Yargıtay'dan "Hayırsız evlada miras yok" kararı oldukça önemli bir karar olup toplum üzerinde geniş yankı uyandırmıştır. Dava dosyası incelendiğinde görüldüğü üzere, varlıklı bir ailenin tek çocuğu olan genç kız, eğitimini yurt dışında tamamladıktan sonra döndüğü Türkiye’de birçok şirkette üst düzey yöneticilik yapmıştır. Dava dosyasında ki iddialar ışığında birçok şirkette mesai arkadaşlarıyla yaşadığı geçimsizlik nedeniyle sık sık iş değiştirmiştir. İş hayatı çalkantılı giden mirasçı kadın, iddialara göre anne ve babasını uzun yıllar ziyarete gitmeyerek, anne ve babasının hatırını dahi sormamıştır.
Bunun üzerine anne ve baba Türk Medeni Kanunu Kapsamında düzenlenen mirasçılıktan çıkarılma sebeplerini uygulayarak vasiyetname bırakmak suretiyle tek mirasçıları olan kızlarını miraslarından reddetmişlerdir.

“KIZLARINI VASİYETNAME İLE MİRASTAN REDDETTİLER”
Milyonlarca lira servet sahibi anne ve baba ise evlatlarını noter üzerinden hazırlanmış resmi vasiyetname bırakmak suretiyle ile mirastan reddettiler. Yasal mirasçı olan ve vasiyetname ile mirastan reddedilen kadın, yasal süre içerisinde dava açmak suretiyle, yurt dışında eğitimini tamamladığını, annesi ile şirket kurduklarını ve şirket müdürü olarak çalıştığını; hiçbir zaman anne ve babasını ihmal etmediğini, sürekli olarak ve imkânları dâhilinde ilgilendiğini, bir evladın ailesine göstermiş olduğu saygıyı, sevgiyi ve özeni her zaman için gösterdiğini dile getirmiştir.

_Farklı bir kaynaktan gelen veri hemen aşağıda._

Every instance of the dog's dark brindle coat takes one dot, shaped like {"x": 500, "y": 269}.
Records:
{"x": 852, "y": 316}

Miras bırakan baba tarafından noter huzurunda düzenlenen resmi vasiyetnamede belirtilen hususların gerçeği yansıtmadığını, annesiyle birlikte kurdukları şirketin, haber verilmeden tadilat açıklamasıyla kullanılmaz hale getirildiğini, şirketin kayıt ve muhasebe evraklarının annesi tarafından habersizce alındığı ve şirketin işleyişini imkânsız hale getiren davranışlarda bulunulduğunu öne sürülmüştür.

Yasal mirasçı olan ve vasiyetname ile mirastan reddedilen kadın, hayatını devam ettirmek için arkadaşlarının desteğini aldığını, miras bırakan babası ile görüşmelerinin aralıklarla devam ettiğini, buna rağmen miras bırakan annesinin, miras bırakan babasının ölümünü gizlediğini, miras bırakan babasının hazırladığı vasiyetnamelerin içerik olarak mirasçılıktan çıkarmak üzere yapıldığını kaydederek, vasiyetnamenin iptaline karar verilmesini mahkemeden talep etmiştir.

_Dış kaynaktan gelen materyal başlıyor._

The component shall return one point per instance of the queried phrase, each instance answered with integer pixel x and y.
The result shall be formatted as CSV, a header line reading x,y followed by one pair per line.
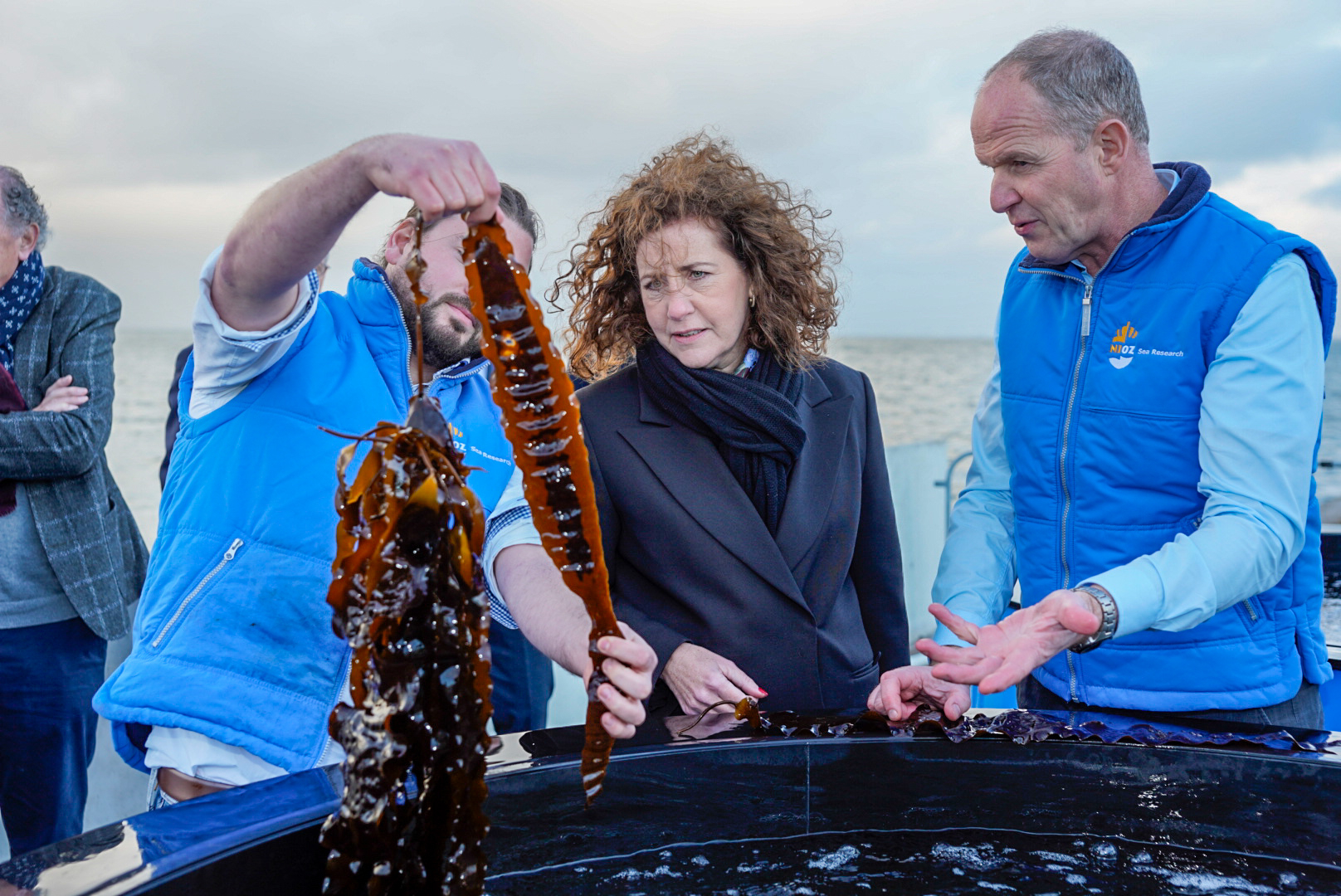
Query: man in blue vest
x,y
1144,450
235,667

Davalı anne ise, davacının ana ve babasına gösterdiği ilgiye yönelik olarak ileri sürdüğü iddiaların, yurt içindeki yoğun çalışma hayatı dışında 1998 yılına kadar geçerli olduğunu, davacının çalışma hayatı süresince ortaklarıyla anlaşamayan, çalıştığı şirketlerde geçimsizliğinden dolayı işine son verilen birisi olduğunu dile getirdi. Davacının babası tarafından mirasçılıktan çıkartılmasını haklı kılan tüm hukuki nedenlerin açıkça kanıtlandığını savunmuştur.

Mahkeme, davacının, babasının sosyal ve ekonomik durumu itibariyle yurt dışında okutulduğunu, çok rahat bir hayat sürmesi sağlanmış olmasına rağmen ticari hayattaki beklentilerinin gerçekleşmemesi üzerine ailenin yanından ayrıldığına dikkat çekmiştir.

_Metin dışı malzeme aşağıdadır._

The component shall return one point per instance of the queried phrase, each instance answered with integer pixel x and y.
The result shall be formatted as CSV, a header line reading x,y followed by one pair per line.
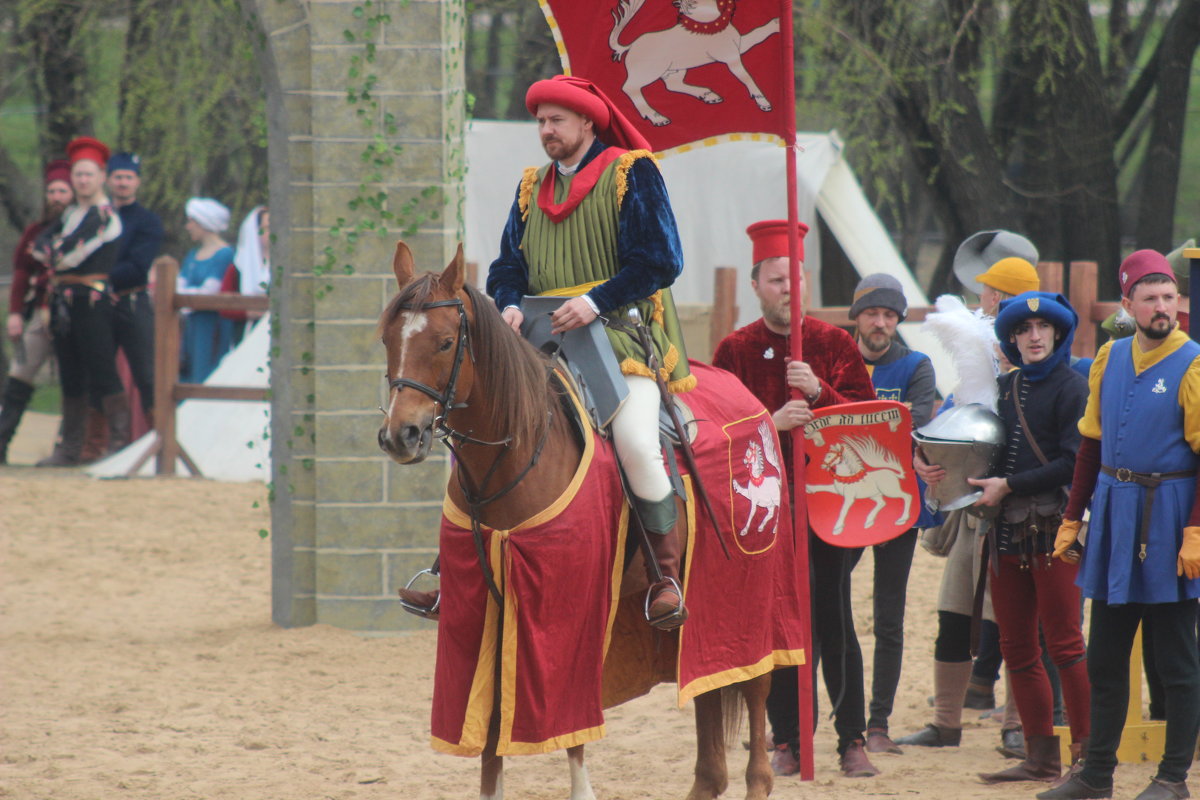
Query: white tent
x,y
227,439
715,192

Yasal mirasçı olan ve vasiyetname ile mirastan reddedilen davacı kadın, yerel mahkemenin vermiş olduğu kararı istinafa götürmüştür.

Bölge Adliye Mahkemesi Hukuk Dairesi, davanın kabulüne karar vermiştir. Fakat davalı taraf kararı temyiz edince devreye Yargıtay 3. Hukuk Dairesi girmiştir.

Yargıtay 3. Hukuk Dairesi emsal nitelikteki kararda, anne babanın hatırını sormayan evladın mirastan reddedilebileceğine hükmetti.
Kararda şu ifadelere yer verildi:

''Davalının daha önce kızının evini bilmediğini; davacının adresinin tespit edilmesinden sonra muris ve davalının bu adrese çiçek yaptırarak gittiklerini ancak davacının babasına 'Ne işiniz var niye geldiniz?' dediğini öne sürmüşlerdir.

Bir kısım tanıkların ise murisin kızlarının olduğunu dahi bilmediğini; davacının miras bırakana ve davalı annesine karşı ilgisiz kaldığı, hastalığı ile ilgilenmediği dinlenen tanık beyanları ile sabit olmuştur. Aksine ciddi ve inandırıcı delil ve olaylar bulunmadıkça asıl olan tanıkların gerçeği söylemiş olmalarıdır.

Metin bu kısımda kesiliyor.